Ribuan Bal Pakaian Bekas Dimusnahkan, Pemerintah Kejar Jejak Importir
Bisnis Online Tanpa Modal — Menteri Perdagangan Budi Santoso menegaskan langkah baru dalam memberantas peredaran pakaian bekas impor ilegal di Indonesia. Pemerintah kini mulai menelusuri toko-toko online yang menjual barang tersebut untuk menemukan sumber impor dan memetakan rantai pasoknya.
Menurut Budi, platform e-commerce dapat menjadi pintu masuk untuk mengetahui asal barang, pemasok, hingga pola distribusinya. Pernyataan ini ia sampaikan usai menghadiri pemusnahan pakaian bekas impor di Bogor, Jawa Barat, pada Jumat, 14 November 2025.
Penelusuran Difokuskan pada Distributor dan Pemasok Luar Negeri
Budi menjelaskan bahwa penindakan tidak berhenti pada penjual daring. Fokus utama tetap diarahkan pada distributor yang memiliki hubungan langsung dengan pemasok dari luar negeri.
Untuk memperkuat langkah tersebut, Kementerian Perdagangan berkoordinasi dengan Direktorat Jenderal Bea dan Cukai agar pengawasan impor ilegal bisa dilakukan lebih menyeluruh, terutama pada jalur masuk barang.
Kementerian Perdagangan sebelumnya telah memusnahkan 19.391 bal pakaian bekas impor yang disita di Bandung, Jawa Barat. Barang senilai Rp112,3 miliar itu berasal dari Korea, Jepang, dan Cina dan disita pada pertengahan Agustus 2025 dari delapan importir.
Sejak 14 Oktober 2025, proses pemusnahan dilakukan secara bertahap. Hingga kini, sebanyak 16.591 bal (85,56%) sudah dihancurkan, dan 500 bal sisanya dimusnahkan di PT Prasadha Pamunah Limbah Industri, Kabupaten Bogor.
Budi menyebut pemusnahan tersebut merupakan hasil operasi lintas instansi yang melibatkan Polri, BIN, hingga BAIS TNI. Ia berharap kolaborasi serupa bisa mengungkap lebih banyak kasus peredaran produk ilegal yang masih beredar di pasar.

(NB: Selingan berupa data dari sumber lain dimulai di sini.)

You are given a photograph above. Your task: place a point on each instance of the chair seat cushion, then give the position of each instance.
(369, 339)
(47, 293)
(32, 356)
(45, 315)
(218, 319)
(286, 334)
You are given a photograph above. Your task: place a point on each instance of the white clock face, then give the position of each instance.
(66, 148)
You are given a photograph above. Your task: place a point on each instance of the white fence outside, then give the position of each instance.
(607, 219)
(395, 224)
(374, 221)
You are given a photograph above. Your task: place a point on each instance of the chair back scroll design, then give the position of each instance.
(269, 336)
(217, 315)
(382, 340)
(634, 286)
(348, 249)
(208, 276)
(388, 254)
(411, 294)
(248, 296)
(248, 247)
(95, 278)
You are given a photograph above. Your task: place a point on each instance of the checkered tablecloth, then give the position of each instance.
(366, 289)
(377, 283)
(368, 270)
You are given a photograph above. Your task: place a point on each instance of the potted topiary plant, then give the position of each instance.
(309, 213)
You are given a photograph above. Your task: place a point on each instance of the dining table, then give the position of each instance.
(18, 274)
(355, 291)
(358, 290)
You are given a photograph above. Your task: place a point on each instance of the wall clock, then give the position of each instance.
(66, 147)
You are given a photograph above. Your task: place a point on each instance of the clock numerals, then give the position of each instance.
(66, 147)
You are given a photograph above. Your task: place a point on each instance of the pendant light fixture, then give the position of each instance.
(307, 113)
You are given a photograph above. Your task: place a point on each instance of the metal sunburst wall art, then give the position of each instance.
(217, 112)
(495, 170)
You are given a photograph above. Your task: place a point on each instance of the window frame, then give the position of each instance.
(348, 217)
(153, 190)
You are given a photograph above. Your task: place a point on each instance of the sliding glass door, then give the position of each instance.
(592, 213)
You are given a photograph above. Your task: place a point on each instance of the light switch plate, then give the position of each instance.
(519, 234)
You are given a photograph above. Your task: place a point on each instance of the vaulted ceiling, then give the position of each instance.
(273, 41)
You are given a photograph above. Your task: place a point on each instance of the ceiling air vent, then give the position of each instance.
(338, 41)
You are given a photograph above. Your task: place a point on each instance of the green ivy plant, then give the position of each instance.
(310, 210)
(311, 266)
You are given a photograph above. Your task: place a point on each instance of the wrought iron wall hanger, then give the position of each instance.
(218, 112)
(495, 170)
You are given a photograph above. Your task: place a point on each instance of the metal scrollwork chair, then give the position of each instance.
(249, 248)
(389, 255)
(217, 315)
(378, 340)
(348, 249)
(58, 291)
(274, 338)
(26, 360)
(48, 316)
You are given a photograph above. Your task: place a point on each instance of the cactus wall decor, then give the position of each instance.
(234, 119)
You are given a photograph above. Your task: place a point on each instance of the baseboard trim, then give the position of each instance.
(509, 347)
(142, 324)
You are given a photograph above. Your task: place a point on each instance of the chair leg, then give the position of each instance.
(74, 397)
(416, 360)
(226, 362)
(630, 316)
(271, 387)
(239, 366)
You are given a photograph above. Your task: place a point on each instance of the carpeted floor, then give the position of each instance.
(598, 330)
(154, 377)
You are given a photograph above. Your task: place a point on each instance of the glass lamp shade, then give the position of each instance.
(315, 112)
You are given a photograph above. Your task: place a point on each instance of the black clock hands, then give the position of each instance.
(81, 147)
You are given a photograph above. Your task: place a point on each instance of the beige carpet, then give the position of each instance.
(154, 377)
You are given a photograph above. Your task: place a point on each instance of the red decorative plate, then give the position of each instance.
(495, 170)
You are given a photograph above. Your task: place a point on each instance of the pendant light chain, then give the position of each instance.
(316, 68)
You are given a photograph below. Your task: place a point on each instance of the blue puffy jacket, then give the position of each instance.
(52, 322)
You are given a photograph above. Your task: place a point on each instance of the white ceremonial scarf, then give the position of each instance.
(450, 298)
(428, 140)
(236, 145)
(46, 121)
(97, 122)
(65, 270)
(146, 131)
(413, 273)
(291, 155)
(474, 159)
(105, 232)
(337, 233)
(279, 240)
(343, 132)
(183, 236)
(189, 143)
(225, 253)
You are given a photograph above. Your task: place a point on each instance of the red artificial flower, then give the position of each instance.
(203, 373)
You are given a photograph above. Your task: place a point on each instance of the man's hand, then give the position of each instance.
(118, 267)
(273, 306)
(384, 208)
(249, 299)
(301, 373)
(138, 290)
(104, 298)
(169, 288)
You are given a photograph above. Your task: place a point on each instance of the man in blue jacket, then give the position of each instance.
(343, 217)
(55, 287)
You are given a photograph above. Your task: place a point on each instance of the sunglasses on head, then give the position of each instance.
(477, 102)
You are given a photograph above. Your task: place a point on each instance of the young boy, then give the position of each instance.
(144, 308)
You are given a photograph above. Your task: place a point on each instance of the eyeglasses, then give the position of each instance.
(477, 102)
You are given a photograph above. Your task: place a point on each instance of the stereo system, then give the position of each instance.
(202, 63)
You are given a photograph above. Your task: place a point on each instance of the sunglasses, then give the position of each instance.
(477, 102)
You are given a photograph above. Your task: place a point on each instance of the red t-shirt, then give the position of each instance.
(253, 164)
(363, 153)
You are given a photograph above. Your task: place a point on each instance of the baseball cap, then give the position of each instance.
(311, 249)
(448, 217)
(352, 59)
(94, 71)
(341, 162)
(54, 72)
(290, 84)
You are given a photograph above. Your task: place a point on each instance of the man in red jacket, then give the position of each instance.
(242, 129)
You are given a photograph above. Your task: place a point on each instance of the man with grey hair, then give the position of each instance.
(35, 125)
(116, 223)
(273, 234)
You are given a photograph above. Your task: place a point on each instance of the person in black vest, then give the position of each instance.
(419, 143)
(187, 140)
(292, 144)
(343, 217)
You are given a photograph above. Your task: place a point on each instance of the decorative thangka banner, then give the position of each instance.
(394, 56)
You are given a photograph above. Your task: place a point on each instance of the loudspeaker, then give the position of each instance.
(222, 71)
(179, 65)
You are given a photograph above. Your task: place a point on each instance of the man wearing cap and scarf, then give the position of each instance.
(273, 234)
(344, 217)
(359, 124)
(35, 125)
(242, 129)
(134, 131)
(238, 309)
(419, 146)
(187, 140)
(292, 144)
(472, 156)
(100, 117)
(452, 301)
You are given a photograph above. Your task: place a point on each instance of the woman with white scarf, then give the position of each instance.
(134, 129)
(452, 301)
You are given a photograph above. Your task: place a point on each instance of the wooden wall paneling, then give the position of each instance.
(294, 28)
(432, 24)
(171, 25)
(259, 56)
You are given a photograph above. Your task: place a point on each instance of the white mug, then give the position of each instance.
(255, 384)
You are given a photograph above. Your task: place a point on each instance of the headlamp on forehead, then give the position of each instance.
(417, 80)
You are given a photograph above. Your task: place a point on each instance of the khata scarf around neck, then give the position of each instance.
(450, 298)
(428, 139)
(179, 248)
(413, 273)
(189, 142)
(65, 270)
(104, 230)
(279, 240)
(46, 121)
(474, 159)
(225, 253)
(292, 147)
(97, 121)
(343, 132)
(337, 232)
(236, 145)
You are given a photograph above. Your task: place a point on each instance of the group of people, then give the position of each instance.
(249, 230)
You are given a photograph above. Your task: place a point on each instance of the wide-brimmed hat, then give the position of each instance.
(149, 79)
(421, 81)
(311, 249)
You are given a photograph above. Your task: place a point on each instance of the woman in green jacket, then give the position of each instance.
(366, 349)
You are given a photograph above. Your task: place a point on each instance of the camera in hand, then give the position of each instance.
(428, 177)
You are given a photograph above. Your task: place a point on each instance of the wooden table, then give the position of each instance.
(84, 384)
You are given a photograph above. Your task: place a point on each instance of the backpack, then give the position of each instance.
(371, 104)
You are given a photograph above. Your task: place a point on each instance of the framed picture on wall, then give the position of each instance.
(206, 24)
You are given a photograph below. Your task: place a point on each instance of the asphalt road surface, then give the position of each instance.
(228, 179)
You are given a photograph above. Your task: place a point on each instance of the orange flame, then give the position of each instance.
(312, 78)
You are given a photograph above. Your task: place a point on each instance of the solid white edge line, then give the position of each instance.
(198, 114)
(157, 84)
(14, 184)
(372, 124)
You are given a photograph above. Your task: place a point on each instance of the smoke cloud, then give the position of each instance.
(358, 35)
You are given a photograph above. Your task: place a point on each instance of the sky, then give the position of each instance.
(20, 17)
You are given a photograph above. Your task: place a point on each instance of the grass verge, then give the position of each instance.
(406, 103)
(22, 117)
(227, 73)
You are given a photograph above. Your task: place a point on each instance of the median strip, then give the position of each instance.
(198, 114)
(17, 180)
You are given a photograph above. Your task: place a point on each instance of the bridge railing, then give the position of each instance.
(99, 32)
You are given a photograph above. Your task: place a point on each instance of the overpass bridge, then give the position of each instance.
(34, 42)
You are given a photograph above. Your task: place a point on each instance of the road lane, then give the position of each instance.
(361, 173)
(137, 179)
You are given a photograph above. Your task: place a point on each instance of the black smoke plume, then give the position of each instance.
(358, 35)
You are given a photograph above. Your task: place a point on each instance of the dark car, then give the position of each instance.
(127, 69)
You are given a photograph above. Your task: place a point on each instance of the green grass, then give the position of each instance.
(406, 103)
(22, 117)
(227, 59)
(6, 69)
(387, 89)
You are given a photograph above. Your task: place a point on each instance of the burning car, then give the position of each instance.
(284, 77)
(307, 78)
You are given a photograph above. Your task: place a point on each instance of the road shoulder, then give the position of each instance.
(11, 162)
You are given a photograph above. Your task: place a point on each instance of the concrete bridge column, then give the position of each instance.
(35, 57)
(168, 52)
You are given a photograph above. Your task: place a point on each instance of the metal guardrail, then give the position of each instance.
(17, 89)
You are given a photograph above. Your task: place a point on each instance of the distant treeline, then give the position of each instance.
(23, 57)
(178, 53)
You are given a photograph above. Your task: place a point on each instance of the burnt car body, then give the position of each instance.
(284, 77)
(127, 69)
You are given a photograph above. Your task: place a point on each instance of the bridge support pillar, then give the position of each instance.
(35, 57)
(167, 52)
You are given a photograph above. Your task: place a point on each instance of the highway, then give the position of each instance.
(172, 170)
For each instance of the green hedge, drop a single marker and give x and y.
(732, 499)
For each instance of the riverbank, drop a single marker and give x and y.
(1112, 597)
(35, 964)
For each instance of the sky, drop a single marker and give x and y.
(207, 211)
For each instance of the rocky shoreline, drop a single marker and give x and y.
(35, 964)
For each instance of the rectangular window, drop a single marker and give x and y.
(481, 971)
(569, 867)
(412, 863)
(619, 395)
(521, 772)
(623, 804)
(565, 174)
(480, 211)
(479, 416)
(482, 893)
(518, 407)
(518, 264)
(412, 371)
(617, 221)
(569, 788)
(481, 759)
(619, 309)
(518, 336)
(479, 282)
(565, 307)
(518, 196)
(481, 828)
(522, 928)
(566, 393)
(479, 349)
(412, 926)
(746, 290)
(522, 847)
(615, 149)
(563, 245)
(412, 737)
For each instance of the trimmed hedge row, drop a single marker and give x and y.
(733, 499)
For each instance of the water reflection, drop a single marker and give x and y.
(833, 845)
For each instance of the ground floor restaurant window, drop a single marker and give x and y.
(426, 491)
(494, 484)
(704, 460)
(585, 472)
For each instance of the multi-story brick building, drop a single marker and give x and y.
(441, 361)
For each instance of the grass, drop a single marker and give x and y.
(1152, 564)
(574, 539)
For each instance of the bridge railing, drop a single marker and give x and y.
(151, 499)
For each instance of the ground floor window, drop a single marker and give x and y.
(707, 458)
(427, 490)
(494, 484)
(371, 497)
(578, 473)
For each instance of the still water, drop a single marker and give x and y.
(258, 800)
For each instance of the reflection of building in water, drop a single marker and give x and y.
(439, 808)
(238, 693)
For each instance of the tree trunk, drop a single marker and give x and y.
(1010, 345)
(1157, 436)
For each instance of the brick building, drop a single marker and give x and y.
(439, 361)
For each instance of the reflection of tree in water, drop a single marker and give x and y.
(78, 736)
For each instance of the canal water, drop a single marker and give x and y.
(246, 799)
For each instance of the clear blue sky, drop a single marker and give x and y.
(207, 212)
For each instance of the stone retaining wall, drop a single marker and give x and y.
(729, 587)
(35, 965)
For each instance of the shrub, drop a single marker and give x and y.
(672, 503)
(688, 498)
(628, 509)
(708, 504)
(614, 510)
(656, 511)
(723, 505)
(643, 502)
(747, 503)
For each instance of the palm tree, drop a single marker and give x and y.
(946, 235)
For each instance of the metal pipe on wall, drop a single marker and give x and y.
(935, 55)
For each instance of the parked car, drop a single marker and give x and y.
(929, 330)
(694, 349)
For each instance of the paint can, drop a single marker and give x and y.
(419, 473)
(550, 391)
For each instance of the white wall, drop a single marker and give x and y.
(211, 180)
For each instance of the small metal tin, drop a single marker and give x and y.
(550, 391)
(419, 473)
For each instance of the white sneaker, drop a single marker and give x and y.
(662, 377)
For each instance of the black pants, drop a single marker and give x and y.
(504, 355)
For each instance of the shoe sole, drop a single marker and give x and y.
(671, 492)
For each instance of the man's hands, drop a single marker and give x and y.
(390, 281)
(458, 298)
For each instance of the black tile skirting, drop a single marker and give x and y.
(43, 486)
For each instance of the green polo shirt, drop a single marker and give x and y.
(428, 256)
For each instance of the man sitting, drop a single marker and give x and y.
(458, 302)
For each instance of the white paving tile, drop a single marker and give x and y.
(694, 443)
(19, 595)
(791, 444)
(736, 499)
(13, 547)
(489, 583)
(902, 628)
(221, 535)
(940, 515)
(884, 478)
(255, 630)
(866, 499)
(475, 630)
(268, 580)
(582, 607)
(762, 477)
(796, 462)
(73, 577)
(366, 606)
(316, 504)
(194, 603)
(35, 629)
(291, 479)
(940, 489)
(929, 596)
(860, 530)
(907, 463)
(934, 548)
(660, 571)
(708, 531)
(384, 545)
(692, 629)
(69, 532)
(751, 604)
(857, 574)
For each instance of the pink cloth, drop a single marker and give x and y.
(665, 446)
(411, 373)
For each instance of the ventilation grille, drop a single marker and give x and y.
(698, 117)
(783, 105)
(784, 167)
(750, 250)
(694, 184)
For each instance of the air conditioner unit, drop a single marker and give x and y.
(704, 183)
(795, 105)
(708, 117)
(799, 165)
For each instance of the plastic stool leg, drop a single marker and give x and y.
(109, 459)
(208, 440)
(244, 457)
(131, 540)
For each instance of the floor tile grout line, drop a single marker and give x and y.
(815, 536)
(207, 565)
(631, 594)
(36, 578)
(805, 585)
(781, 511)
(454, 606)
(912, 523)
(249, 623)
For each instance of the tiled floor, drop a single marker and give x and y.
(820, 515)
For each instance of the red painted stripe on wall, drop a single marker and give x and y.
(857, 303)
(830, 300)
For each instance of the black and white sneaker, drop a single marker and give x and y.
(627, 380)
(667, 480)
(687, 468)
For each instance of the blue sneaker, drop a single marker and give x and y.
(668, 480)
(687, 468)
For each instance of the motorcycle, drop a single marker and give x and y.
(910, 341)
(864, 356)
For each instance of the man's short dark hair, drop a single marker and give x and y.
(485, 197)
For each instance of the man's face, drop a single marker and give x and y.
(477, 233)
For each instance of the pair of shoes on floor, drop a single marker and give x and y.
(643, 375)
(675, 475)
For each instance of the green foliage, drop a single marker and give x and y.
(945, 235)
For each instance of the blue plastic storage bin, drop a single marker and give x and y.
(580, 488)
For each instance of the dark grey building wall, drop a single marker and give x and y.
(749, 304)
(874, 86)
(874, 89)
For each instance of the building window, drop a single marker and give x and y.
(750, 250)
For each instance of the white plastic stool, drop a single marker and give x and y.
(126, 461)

Distributor yang terlibat juga telah dikenai sanksi berupa penutupan tempat usaha dan kewajiban menanggung seluruh biaya pemusnahan. Pemerintah menargetkan seluruh barang sitaan selesai dimusnahkan sebelum akhir November.
Pengawasan Post-Border Jadi Tantangan
Meskipun pemusnahan sudah dilakukan, Budi belum memastikan dari mana celah masuknya pakaian bekas impor tersebut. Ia menegaskan bahwa kewenangan Kemendag berada pada post-border, yakni pengawasan setelah barang masuk dan beredar di pasar.
Untuk penanganan di pintu masuk, pihaknya bekerja sama dengan Bea dan Cukai agar pengawasan lebih ketat dan efektif.
Larangan impor pakaian bekas sendiri diatur dalam UU No. 7 Tahun 2014, yang mewajibkan importir memasukkan barang dalam kondisi baru. Ketentuan ini diperjelas melalui Permendag No. 40 Tahun 2022 tentang Barang Dilarang Ekspor dan Impor.
Dirjen Perlindungan Konsumen dan Tertib Niaga, Moga Simatupang, menekankan bahwa pengawasan post-border penting untuk memastikan barang impor yang beredar telah memenuhi regulasi.
Ia mengingatkan bahwa berdagang bukan hanya soal keuntungan, tetapi juga kepatuhan terhadap hukum yang berlaku.
Menkeu: Fokus pada Pengawasan Pintu Masuk
Di sisi lain, Menteri Keuangan Purbaya Yudhi Sadewa menyampaikan bahwa pemerintah belum berencana menindak pakaian bekas impor yang sudah terlanjur beredar di pasar.
Sebagai gantinya, pengawasan akan diperketat di pelabuhan yang menjadi titik kendali Bea dan Cukai.
Dengan pengetatan tersebut, pemerintah berharap aliran pakaian bekas ilegal dapat dihentikan. Purbaya juga optimistis bahwa kondisi ini akan mendorong masyarakat lebih memilih produk dalam negeri, khususnya dari UMKM.